I don’t understand why this is so bloody difficult for some people to understand. These are complex things and the effectiveness of masks, and specific types and designs of masks and airflow patterns aren’t always as they superficially seem. So initial assumptions, which may at first be no better than best guesses ( but substantially better than my best guess would be), are made and, as research and observations are made, then policies are amended.

This doesn’t mean that TPTB are clueless, indecisive morons, as a lot of people seem to suggest; it means that science is working. And to have the whole thing bastardized and politicized by a bunch of ignorant assholes isn’t helping, especially when they want the science to fit their own narrow-minded, selfish worldviews

According to the new CDC definition. The NYT says 25 active cases per 100,000, and trending upward. That’s not what it was in January, for sure, but not fabulous either - and up 80% from 2 weeks ago.

Right. Are we to follow the CDC guidelines, or not?

It would help people decide whether the guidelines were something that made sense to follow if they didn’t change the guidelines with the political breeze.

I’ve lost track of how many times in the last two + years that I’ve seen signs, notices, press releases, websites, etc. that start with “Per CDC guidelines…”

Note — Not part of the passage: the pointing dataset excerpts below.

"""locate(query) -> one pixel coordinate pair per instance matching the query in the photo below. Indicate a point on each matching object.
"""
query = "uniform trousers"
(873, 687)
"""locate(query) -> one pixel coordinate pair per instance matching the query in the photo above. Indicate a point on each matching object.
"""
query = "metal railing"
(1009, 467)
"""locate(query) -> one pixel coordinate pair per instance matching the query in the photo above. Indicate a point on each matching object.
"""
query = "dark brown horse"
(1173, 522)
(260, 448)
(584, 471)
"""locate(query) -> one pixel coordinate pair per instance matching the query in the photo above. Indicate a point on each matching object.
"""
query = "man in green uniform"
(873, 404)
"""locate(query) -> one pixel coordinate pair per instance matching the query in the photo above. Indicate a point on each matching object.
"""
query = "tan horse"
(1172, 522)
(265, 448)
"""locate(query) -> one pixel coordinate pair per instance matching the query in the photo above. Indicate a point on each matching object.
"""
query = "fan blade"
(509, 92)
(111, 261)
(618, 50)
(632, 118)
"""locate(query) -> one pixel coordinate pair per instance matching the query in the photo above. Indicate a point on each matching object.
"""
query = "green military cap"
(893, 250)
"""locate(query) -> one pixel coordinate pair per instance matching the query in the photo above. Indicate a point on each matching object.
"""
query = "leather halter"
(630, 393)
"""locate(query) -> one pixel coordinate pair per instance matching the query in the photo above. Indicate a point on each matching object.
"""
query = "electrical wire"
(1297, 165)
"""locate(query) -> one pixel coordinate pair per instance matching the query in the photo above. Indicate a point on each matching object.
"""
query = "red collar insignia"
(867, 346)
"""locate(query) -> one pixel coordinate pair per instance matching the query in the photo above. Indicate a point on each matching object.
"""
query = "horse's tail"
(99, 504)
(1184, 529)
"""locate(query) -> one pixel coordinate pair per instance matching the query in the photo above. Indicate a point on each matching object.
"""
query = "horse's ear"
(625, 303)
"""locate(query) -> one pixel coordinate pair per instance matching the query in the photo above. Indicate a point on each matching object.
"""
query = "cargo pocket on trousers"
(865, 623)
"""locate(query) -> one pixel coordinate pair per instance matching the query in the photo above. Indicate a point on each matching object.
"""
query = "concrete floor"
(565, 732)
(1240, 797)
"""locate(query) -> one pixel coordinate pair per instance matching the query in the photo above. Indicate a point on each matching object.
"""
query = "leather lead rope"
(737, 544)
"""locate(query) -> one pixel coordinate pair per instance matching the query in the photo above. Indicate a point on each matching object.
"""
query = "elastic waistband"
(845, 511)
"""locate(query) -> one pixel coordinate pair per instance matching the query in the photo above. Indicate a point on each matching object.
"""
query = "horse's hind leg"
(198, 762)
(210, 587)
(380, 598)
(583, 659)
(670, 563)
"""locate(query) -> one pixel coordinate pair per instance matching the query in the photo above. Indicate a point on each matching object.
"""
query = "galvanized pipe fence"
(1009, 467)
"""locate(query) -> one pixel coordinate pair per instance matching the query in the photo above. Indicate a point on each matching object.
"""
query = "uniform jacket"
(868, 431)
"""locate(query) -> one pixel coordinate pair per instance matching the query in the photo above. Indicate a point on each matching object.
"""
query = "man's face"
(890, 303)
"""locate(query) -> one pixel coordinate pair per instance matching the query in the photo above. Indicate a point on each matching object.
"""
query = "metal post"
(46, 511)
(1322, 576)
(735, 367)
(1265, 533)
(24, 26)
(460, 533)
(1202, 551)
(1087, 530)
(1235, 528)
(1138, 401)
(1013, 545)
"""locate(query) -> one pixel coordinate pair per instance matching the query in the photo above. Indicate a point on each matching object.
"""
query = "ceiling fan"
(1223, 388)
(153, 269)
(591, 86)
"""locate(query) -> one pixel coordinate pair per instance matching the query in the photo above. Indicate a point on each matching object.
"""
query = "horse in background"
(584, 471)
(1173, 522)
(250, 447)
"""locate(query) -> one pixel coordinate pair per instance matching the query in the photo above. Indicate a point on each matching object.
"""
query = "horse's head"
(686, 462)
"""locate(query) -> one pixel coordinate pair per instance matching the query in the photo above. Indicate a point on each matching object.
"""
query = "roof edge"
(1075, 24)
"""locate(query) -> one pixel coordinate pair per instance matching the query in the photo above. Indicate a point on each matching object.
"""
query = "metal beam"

Well, the guidelines have changed. I don’t think it’s logical to pick and choose which ones we should all follow. YMMV.

It absolutely does vary. I make decisions based on how experts evaluate the level of risk to someone in my specific circumstances, and not all of them agree with the CDC, by a long shot. Including my own doctor.

So all of this time, the “follow the CDC guidelines” mantra was what? Wrong? Nonsense? Political Theater? Or?

Until recently there seemed to be a lot more agreement from actual infectious disease experts who didn’t work for the CDC that the CDC guidelines made sense. The change in guidelines was pure politics. Here in Chicago, we have already once again blown past the case levels at which the mask mandate was supposed to be reinstated, and I don’t see anything changing.

ETA: here’s the old order: 400 cases/day was supposed to be the cutoff. We’re at 453 today.

A minimum standard subject to further review.

Mask mandates are a dead letter law and will not return or be enforced.

My view is that people are live and let live with masks, no confrontations either way. Politicians are supposed to represent the public and the public doesn’t want mask mandates. Individuals are allowed to mask as they wish.

I’m sure I will be screamed at for this as has been the fashion lately.